O missionário de hoje na vida da Igreja não é mais unicamente aquele que sai de
sua casa, de sua cidade e do seu país e vai a outros pregar o Evangelho. A
missão é, sobretudo, “missio Dei – missão de Deus”. Se compreendemos que a
missão tem sua origem em Deus, assim também o agir do cristão, do missionário
tem sua origem em Deus. Por Ele é chamado (Is 6, 1-13; Jr 1, 4-10; Mt 4,
18-22), por Ele é capacitado (1 Cor 1, 27) e nEle se encontra as
verdadeiras motivações (Jo 17, 18).
A missão tem sua origem no coração amoroso de Deus, assim Ele envia seu Filho
Jesus como a Palavra definitiva do Seu amor, a fim de que se cumprisse a missão
que o Pai lhe confiara, de restaurar todas as coisas (At 3, 21). Assim, o Filho
se torna nosso intercessor junto ao Pai e suplica sobre a humanidade o Espírito
Santo, que age na vida do cristão capacitando-o a dar testemunho, restaurando-o
do homem velho e o tornando um homem novo (Ef 4, 17-32). Essa missão se
estende no mundo por meio da Igreja ( Jo 20, 21), pois ela é povo escolhido que
se faz santo por meio do batismo, chamado para a missão. “Ide, fazei discípulos
meus todos os povos, batizando-os em nome do Pai, e do Filho, e do Espírito
Santo, ensinando-os a observar tudo quanto vos mandei.”(Mt 28,19-20).
Quando se fala em missão deve-se passar para o seu agir, “missionariar”,
cumprindo o mandato de Cristo. Não basta compreender a urgência da missão, mas
é preciso que se crie consciência de que é ação de cada batizado, a fim de que
não reduza sua vivência de fé a uma pertença eclesial fria e monótona, mas se
perceba membro que se coloca a serviço da evangelização e do testemunho do
Evangelho.
“Missionariar” é sair como discípulo missionário,
colocando-se a render os talentos, a criatividade, a sabedoria e a experiência
para levar às outras pessoas a mensagem da ternura, da compaixão e da
misericórdia de Deus. Lembra-nos o papa Francisco: “A misericórdia encontra a
sua manifestação mais alta e perfeita no Verbo encarnado. Ele revela o rosto do
Pai, rico em misericórdia: ‘não somente fala dela e a explica com o uso de
comparações e parábolas, mas sobretudo Ele próprio a encarna e a personifica’
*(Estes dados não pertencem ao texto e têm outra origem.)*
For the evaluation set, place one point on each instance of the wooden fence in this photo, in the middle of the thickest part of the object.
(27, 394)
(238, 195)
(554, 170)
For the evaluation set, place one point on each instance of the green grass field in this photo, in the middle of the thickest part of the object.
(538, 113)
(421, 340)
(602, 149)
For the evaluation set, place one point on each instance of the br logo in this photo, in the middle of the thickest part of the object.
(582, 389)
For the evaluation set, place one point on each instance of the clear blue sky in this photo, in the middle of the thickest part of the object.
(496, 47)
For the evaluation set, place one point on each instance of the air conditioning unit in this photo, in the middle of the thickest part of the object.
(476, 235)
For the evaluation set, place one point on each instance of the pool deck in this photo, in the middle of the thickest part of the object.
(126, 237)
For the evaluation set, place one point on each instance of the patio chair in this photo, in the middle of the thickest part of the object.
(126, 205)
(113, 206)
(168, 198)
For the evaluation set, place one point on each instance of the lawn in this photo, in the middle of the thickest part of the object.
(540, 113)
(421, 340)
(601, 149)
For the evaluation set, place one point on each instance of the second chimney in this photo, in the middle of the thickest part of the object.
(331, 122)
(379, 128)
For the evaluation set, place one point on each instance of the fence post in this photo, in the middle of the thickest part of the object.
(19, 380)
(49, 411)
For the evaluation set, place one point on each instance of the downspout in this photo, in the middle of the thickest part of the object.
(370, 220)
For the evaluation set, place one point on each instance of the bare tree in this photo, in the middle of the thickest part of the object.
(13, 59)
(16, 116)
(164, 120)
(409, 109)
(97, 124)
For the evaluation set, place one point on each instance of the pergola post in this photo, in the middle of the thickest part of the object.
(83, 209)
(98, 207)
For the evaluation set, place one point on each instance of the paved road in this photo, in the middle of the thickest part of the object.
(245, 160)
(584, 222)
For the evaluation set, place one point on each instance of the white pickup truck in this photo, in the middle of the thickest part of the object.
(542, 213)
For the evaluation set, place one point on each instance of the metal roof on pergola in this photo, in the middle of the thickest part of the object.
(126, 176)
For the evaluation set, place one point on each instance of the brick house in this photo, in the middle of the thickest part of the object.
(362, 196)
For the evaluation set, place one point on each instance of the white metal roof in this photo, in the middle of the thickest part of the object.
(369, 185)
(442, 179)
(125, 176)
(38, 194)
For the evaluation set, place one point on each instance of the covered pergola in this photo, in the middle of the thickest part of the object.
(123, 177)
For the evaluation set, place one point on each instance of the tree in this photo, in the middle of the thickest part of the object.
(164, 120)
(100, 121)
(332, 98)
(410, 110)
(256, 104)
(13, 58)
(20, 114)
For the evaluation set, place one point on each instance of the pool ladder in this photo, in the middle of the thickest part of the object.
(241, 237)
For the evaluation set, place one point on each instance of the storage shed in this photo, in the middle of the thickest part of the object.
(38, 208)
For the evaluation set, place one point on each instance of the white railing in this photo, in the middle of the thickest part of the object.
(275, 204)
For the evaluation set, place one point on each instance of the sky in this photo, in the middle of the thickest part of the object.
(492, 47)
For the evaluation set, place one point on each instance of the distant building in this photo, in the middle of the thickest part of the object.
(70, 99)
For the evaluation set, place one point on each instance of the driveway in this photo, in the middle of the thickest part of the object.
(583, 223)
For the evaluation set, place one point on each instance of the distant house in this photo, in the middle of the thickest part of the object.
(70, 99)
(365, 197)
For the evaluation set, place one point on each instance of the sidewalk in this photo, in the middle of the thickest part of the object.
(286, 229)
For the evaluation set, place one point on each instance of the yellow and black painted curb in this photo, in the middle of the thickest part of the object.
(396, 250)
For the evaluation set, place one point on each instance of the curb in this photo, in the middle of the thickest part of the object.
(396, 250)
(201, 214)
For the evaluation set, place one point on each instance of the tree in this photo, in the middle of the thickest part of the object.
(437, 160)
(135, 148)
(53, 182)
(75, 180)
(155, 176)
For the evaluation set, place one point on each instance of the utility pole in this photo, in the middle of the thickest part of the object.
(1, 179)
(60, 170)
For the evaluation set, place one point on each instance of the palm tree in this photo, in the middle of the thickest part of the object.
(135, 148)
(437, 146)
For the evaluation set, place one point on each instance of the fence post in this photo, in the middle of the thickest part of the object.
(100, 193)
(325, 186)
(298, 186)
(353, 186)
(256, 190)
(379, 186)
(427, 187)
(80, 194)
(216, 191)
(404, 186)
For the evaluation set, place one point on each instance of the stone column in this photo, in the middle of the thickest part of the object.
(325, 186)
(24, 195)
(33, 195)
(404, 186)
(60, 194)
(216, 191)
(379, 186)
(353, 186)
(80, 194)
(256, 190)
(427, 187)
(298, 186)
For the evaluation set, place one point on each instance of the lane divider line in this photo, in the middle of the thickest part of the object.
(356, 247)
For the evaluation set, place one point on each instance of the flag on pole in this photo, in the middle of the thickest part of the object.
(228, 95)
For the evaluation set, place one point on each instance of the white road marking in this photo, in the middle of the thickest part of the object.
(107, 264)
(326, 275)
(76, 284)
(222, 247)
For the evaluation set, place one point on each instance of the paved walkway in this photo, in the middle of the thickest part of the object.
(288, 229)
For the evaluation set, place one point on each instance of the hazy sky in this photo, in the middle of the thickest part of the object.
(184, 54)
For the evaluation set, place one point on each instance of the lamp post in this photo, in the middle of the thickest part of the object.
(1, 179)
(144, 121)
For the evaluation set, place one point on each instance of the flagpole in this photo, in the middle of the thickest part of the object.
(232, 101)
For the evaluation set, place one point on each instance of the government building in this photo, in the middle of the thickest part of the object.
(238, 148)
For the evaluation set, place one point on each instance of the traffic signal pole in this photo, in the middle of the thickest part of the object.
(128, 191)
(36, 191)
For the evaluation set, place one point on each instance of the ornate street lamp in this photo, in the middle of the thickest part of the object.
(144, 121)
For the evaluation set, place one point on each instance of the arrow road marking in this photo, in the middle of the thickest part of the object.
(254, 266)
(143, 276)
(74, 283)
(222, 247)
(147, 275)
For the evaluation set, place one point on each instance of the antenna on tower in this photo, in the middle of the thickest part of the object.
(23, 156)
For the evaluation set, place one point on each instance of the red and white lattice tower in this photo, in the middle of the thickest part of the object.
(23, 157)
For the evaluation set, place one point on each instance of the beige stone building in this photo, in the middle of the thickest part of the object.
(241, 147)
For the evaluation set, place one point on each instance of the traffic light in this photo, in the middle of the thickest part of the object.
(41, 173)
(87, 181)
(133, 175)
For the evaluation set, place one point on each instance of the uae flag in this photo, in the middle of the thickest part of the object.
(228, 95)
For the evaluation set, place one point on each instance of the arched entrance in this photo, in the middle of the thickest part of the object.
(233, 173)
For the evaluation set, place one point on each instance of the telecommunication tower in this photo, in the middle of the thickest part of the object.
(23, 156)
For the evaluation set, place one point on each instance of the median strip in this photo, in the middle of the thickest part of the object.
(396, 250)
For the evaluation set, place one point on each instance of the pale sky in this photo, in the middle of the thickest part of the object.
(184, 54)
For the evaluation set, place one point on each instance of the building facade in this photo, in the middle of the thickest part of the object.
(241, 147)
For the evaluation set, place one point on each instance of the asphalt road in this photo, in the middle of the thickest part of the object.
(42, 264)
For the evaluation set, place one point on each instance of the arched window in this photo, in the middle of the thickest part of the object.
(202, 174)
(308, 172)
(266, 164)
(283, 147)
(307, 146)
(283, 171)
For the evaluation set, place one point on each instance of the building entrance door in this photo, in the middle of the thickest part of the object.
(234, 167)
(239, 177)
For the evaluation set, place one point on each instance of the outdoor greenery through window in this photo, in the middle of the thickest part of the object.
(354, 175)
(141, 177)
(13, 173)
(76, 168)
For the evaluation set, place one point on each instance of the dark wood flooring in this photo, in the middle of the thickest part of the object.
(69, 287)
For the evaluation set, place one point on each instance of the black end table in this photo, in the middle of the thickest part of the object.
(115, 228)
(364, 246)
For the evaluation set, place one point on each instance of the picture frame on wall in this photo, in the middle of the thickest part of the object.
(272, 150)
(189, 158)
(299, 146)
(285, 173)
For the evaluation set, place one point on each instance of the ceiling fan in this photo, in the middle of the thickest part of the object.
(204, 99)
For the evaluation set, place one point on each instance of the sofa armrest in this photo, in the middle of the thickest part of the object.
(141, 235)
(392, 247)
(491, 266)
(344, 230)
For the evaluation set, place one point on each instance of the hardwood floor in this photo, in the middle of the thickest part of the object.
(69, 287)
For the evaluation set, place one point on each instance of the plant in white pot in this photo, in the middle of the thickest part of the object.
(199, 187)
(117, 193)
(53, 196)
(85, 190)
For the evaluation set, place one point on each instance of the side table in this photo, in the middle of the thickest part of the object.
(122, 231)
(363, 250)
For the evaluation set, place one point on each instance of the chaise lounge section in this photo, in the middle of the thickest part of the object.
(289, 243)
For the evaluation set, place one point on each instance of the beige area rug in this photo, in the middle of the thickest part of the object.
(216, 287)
(João Paulo II, Enc. Dives in
misericordia, 2).
Aceitando e seguindo Jesus por meio do Evangelho e dos Sacramentos, com a ação
do Espírito Santo, podemos tornar-nos misericordiosos como o nosso Pai
celestial, aprendendo a amar como Ele nos ama e fazendo da nossa vida um dom
gratuito, um sinal da sua bondade (cf. Bula Misericordiae
Vultus, 3). A primeira
comunidade que, no meio da humanidade, vive a misericórdia de Cristo é a
Igreja: sempre sente sobre si o olhar d’Ele que a escolhe com amor
misericordioso e, deste amor, ela deduz o estilo do seu mandato, vive dele e
dá-o a conhecer aos povos num diálogo respeitoso por cada cultura e convicção
religiosa.”
Por isso, o “missionariar” da Igreja deve ser também “misericordiar”, ou
seja, que a misericórdia seja ação e imperativo eclesial e pessoal.
“Misericordiar” deve ser conjugado em toda a vida do cristão a fim de que dando
misericórdia se receba misericórdia, ser agente da misericórdia antes ser alvo
da misericórdia de Deus. Ir como Igreja ao encontro dos homens e mulheres do
tempo de hoje com suas feridas e dores e querer saná-las com uma presença de
amor humano que revelem o amor divino de Deus numa ação constante de
“misericordiar” para que o rosto de Deus revelado em Jesus seja apresentado com
mais realce em seu atributo: ser misericordioso.